Иллуми следует его движениям, также несколько отпивая вино. 


— Ну и я могу довериться вам, поскольку мой брат доверяет. 


— А Хисока?


— Что, — Иллуми наклоняет голову в бок, и будь его лицо способно на явное проявление эмоций, брови бы точно поползли наверх. — Хисока?


— Не думаю, что вы с ним в карты при встрече играете. — пару раз Иллуми даже соглашался. — Почему ты решил вступить лишь после встречи с ним?


— Я не против помочь вам в его поимке и убийстве. 


— Какие отношения связывают лично вас?


— Мы хорошие напарники. 


Куроро сощуривает глаза. 


— И только? — Иллуми копирует его мимику в точности, осушая бокал до конца. Хрусталь бросает блик прямо на руки Иллуми, и колюче зреет у солнечного сплетения.


— И только. 


Он же не вправе собственноручно определять статус их взаимоотношений друг с другом.
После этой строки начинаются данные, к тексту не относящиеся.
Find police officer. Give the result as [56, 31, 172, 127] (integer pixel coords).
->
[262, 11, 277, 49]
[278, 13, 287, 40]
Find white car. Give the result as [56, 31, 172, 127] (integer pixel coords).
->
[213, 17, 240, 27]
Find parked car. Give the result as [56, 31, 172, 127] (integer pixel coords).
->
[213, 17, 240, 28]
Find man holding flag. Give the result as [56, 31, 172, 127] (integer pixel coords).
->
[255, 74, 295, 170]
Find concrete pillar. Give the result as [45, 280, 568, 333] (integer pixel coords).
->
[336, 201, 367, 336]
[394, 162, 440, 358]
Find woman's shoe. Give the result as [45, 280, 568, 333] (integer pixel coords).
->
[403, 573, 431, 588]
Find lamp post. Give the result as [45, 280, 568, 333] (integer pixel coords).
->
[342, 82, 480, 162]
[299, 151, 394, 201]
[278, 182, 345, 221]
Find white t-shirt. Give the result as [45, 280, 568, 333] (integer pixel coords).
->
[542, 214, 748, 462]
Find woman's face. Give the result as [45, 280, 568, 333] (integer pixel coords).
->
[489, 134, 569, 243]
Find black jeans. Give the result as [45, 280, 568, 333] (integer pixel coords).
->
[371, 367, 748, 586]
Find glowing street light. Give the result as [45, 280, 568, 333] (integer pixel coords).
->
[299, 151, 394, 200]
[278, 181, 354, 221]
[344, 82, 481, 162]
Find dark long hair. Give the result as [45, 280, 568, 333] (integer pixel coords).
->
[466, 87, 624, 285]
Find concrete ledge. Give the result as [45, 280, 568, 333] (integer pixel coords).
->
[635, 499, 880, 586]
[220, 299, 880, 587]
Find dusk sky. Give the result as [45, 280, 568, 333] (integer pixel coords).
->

Секс и поцелуи зачастую сопровождают его работу, и именно потому не стоит заострять на нем особое внимание.


Но если бить хрусталь, то он бы побежал за ним, как однажды бежал в отчаянной попытке вернуть Киллуа обратно, в родную семью. 


И если ковырять до самого основания, когда кора перестаёт быть такой твёрдой, и становится чем-то больше походящим на тряпку, то в нерациональном желании оставаться рядом, разрешать зарываться пальцами в вороньи волосы и не обращать внимание на глупые шутки, появляется смысл, который, пусть и трещит о своей неправильности, но завладевает хотя бы на одну тысячную вниманием Иллуми. 


Иллуми внимательно следит за тем, как уголки губ на лице напротив дёргаются в настойчивой попытке не улыбнуться, сверкнув злорадством в приподнятом подбородке и вскинутых бровях. 


— Тогда что за желание убить его? Я думал, ты хотя бы расстроился в первый раз. 


В первый раз Иллуми себя даже не помнит, поскольку до того загрузился работой, что на истязание свой разум крикливыми мыслями не оставалось ни секунды, а лишь монотонная работа руками, выпускающими иглы и едва поддёргивающиеся крепко сжатые зубы, для спуска напряжения, быть может. 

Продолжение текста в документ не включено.